Fue una sesión de tortura espantosa que incluyó horrores físicos, pero quienes la llevaron a cabo ni se inmutaron.
No porque fueran miembros de una secta demoníaca. Fue porque sabían exactamente lo que esos monjes enfermos planeaban hacerle a la niña.
«¡GYAAAAAAH!!»
«P-por favor, perdóname…»
Una vez que la brutal tortura había aniquilado por completo cualquier atisbo de resistencia, Il-mok finalmente formuló su pregunta: «¿Quién dio la orden de secuestrar a esas niñas?».
«Los Grandes Virtuosos de la Izquierda y la Derecha.»
«¿Los Grandes Virtuosos de la Izquierda y la Derecha? ¿Usted siguió las órdenes de estos Grandes Virtuosos, no las del Dalai Lama?»
Por lo que Il-mok sabía, el título del líder supremo del Palacio de Potala era el de Dalai Lama.
«El Dalai Lama se retiró a la soledad hace aproximadamente cinco años para buscar la Iluminación Suprema.»
«¿Así que estos Grandes Virtuosos de Izquierda y Derecha están actuando en lugar del Dalai Lama?»
«S-sí.»
«¡Menuda sarta de tonterías! ¿Pretendes que me crea que cometiste estas atrocidades por orden de simples testaferros?»
«Los Grandes Virtuosos de la Izquierda y la Derecha dijeron que esta también era la orden del Dalai Lama.»
Mientras los dos monjes respondían por turnos, una posibilidad cruzó por la mente de Il-mok.
«¿Quién ha visto realmente a este Dalai Lama que supuestamente se ha retirado a la vida civil?»
«Solo los Grandes Virtuosos de la Izquierda y la Derecha y los monjes mayores supervivientes.»
«…¿Monjes ancianos supervivientes?»
«Cuando los Grandes Virtuosos de la Izquierda y la Derecha transmitieron las órdenes del Dalai Lama, todos los que se rebelaron fueron purgados por ellos.»

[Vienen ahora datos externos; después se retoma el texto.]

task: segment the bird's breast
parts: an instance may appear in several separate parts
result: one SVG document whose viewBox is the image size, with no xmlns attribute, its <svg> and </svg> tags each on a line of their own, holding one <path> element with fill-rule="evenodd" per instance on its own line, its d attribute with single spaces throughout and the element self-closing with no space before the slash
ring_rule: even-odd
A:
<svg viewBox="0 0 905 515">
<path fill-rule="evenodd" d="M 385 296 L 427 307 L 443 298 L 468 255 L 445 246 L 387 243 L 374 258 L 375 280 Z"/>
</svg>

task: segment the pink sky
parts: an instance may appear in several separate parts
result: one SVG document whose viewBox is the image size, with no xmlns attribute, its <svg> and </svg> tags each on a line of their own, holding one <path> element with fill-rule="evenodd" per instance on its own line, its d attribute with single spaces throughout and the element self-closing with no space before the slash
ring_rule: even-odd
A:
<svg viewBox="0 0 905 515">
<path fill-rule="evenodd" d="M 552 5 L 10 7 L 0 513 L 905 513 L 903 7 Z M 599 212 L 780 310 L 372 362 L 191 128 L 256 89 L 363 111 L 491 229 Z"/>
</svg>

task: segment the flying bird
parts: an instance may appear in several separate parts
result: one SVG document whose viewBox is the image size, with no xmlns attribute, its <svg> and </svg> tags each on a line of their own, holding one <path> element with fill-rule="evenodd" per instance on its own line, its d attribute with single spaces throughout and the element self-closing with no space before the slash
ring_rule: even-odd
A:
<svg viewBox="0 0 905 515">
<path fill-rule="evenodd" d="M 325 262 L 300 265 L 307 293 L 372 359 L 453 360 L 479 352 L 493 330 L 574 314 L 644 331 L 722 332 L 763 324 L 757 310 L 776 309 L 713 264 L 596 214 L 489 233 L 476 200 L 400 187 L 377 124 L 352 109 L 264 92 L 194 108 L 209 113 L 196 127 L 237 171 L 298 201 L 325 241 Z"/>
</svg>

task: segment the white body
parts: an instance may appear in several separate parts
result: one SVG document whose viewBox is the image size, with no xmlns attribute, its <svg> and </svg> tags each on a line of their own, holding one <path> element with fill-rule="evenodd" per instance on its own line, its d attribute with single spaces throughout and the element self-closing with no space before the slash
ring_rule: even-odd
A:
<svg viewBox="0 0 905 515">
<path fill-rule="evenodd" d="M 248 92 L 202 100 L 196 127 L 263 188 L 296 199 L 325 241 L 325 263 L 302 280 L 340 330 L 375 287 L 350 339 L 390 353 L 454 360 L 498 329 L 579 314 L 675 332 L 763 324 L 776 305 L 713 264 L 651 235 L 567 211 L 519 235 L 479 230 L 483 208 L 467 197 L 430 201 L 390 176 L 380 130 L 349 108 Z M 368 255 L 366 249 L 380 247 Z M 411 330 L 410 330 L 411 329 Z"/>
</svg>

Todo aquello apestaba a conspiración masiva.
No, el hedor era tan evidente que habría que ser un idiota para no olerlo.
«Cuéntame más sobre estos Grandes Virtuosos de Izquierda y Derecha.»
Los dos monjes esotéricos recitaron con avidez todo lo que sabían en un intento desesperado por sobrevivir.

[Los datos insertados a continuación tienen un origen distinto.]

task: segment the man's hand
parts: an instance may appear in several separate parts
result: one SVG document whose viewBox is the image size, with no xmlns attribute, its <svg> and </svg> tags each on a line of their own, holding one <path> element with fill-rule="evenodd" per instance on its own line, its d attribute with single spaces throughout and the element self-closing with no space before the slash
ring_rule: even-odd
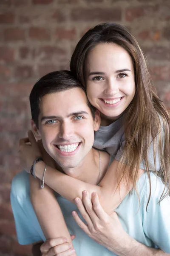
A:
<svg viewBox="0 0 170 256">
<path fill-rule="evenodd" d="M 77 199 L 78 203 L 76 202 Z M 78 225 L 92 239 L 120 255 L 118 249 L 121 245 L 124 245 L 124 240 L 128 235 L 123 229 L 116 213 L 114 212 L 110 215 L 108 215 L 102 207 L 96 193 L 92 193 L 91 202 L 88 192 L 83 192 L 82 201 L 78 198 L 75 199 L 76 204 L 87 224 L 81 220 L 76 212 L 73 212 L 73 216 Z"/>
<path fill-rule="evenodd" d="M 75 201 L 87 223 L 85 224 L 74 211 L 73 216 L 79 227 L 92 239 L 116 254 L 120 256 L 167 255 L 161 250 L 139 243 L 129 236 L 123 229 L 115 212 L 109 215 L 105 212 L 96 192 L 92 193 L 92 201 L 88 192 L 85 191 L 83 192 L 83 203 L 78 198 Z"/>
<path fill-rule="evenodd" d="M 75 237 L 75 236 L 71 236 L 72 240 L 74 239 Z M 41 245 L 40 250 L 42 256 L 76 255 L 72 245 L 67 242 L 66 239 L 64 237 L 47 240 Z"/>
<path fill-rule="evenodd" d="M 28 138 L 23 138 L 20 140 L 19 152 L 22 168 L 30 173 L 35 159 L 42 155 L 32 131 L 29 131 L 28 135 Z"/>
</svg>

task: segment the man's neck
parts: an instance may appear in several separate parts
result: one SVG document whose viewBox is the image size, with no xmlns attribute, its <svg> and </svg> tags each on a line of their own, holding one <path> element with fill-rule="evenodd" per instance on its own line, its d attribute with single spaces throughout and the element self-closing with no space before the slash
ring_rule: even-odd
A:
<svg viewBox="0 0 170 256">
<path fill-rule="evenodd" d="M 99 174 L 98 151 L 91 148 L 82 162 L 74 168 L 63 168 L 63 172 L 76 179 L 96 184 Z"/>
</svg>

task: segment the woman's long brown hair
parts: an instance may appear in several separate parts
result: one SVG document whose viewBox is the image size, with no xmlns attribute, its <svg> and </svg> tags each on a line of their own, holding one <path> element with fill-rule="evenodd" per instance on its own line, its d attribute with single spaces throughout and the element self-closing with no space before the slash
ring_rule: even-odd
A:
<svg viewBox="0 0 170 256">
<path fill-rule="evenodd" d="M 120 182 L 126 177 L 136 190 L 139 169 L 144 161 L 151 186 L 148 151 L 153 145 L 154 171 L 165 185 L 160 201 L 170 194 L 170 116 L 163 102 L 156 95 L 147 67 L 147 61 L 137 42 L 123 26 L 105 23 L 88 30 L 77 44 L 71 57 L 70 70 L 85 88 L 85 61 L 89 52 L 98 44 L 114 43 L 128 52 L 133 64 L 136 84 L 135 96 L 125 111 L 124 125 L 126 143 L 118 170 Z M 159 156 L 160 169 L 156 169 Z M 123 163 L 126 163 L 125 165 Z"/>
</svg>

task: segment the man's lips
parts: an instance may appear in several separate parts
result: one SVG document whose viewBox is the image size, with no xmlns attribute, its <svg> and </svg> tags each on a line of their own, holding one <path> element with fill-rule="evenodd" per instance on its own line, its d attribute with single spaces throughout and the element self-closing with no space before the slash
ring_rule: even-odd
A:
<svg viewBox="0 0 170 256">
<path fill-rule="evenodd" d="M 77 149 L 79 148 L 81 144 L 81 143 L 79 142 L 69 144 L 56 144 L 54 145 L 54 146 L 59 152 L 62 154 L 65 153 L 66 155 L 68 155 L 68 154 L 73 154 L 71 153 L 76 153 L 77 151 Z"/>
</svg>

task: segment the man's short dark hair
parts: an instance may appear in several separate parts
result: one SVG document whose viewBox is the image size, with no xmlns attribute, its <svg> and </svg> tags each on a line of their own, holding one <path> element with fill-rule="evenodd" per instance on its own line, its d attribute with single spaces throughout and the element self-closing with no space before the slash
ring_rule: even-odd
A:
<svg viewBox="0 0 170 256">
<path fill-rule="evenodd" d="M 34 85 L 29 96 L 32 119 L 37 128 L 40 105 L 42 98 L 46 94 L 75 87 L 80 88 L 85 92 L 82 85 L 68 70 L 51 72 L 38 80 Z M 91 105 L 87 98 L 87 104 L 91 111 L 93 117 L 94 118 L 95 108 Z"/>
</svg>

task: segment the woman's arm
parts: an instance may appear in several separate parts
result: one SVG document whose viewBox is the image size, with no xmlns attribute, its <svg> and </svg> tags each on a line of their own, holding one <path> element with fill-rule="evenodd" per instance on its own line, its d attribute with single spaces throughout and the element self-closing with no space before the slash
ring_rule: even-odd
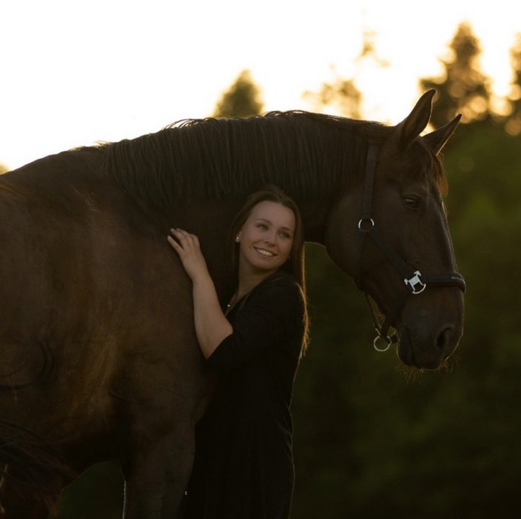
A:
<svg viewBox="0 0 521 519">
<path fill-rule="evenodd" d="M 195 333 L 203 354 L 208 359 L 233 329 L 221 310 L 199 239 L 180 229 L 170 229 L 170 232 L 173 237 L 169 236 L 167 239 L 192 280 Z"/>
</svg>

La pareja conocida como los Grandes Virtuosos de la Izquierda y la Derecha eran gemelos que habían demostrado un talento marcial excepcional desde la infancia.

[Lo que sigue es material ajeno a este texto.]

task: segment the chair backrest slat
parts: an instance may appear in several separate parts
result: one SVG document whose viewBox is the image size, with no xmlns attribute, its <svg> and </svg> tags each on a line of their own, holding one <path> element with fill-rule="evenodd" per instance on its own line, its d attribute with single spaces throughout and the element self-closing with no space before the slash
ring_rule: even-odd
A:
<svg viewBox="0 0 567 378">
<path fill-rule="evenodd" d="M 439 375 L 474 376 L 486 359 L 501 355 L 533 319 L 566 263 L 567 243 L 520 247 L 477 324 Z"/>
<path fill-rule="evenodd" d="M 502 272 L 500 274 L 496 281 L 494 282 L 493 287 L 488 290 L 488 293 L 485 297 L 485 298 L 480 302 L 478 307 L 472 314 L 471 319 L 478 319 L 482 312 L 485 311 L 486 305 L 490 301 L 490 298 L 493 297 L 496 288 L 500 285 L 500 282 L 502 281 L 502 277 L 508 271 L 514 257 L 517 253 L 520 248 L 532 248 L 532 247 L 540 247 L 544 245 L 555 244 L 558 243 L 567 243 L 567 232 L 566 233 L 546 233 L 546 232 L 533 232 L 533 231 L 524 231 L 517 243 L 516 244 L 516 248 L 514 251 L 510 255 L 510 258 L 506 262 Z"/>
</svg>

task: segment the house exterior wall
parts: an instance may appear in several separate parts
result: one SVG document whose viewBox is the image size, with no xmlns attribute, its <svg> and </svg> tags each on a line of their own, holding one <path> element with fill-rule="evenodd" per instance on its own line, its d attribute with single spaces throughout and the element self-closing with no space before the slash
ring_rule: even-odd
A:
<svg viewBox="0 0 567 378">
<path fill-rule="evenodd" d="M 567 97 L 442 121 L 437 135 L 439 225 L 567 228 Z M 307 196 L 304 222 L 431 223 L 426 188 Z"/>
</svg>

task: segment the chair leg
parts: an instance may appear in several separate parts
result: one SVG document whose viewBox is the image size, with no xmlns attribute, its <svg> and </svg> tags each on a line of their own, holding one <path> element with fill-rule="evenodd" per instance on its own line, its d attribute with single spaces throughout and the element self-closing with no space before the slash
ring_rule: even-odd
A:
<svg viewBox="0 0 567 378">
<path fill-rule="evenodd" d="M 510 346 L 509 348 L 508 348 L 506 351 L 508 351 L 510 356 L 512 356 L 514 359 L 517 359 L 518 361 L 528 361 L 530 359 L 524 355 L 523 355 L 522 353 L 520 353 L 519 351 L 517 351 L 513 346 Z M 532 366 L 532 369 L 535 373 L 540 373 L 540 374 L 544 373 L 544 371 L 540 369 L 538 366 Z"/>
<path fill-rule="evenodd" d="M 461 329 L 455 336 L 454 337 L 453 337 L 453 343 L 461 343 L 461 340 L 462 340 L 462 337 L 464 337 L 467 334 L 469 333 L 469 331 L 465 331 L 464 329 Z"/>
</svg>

En lo que respecta a la destreza marcial, incluso superaron al actual Dalai Lama, quien supuestamente se había retirado a la vida civil.
Sin embargo, el anterior Dalai Lama había cedido el cargo al actual Dalai Lama, y no a los gemelos.
Y la razón de ello es el temperamento de los gemelos.
Estaban más obsesionados con las artes marciales que con las enseñanzas budistas, y les molestaba la práctica del Palacio de Potala de priorizar siempre los sermones sobre las vías más rápidas para alcanzar el poder.
«¿Por qué, entonces, el anterior Dalai Lama no los expulsó?»
«P-porque se necesita la fuerza marcial para someter y reformar a los malvados que atormentan al pueblo.»
«Además, el anterior Dalai Lama dijo que si seguían las enseñanzas de Buda, esos dos también podrían cambiar.»
Il-mok asintió como si tuviera sentido.
Así funcionaban las enseñanzas budistas. Valorando la misericordia y el arrepentimiento, abogaban por el acto de no matar.
Su enseñanza consistía en mantener con vida incluso a los malvados para que pudieran arrepentirse y reformarse.
El anciano Dalai Lama estaba tan entregado a sus propias enseñanzas que olvidó la naturaleza humana inherente.
Y gracias a eso… esta pesadilla se desató sobre el mundo.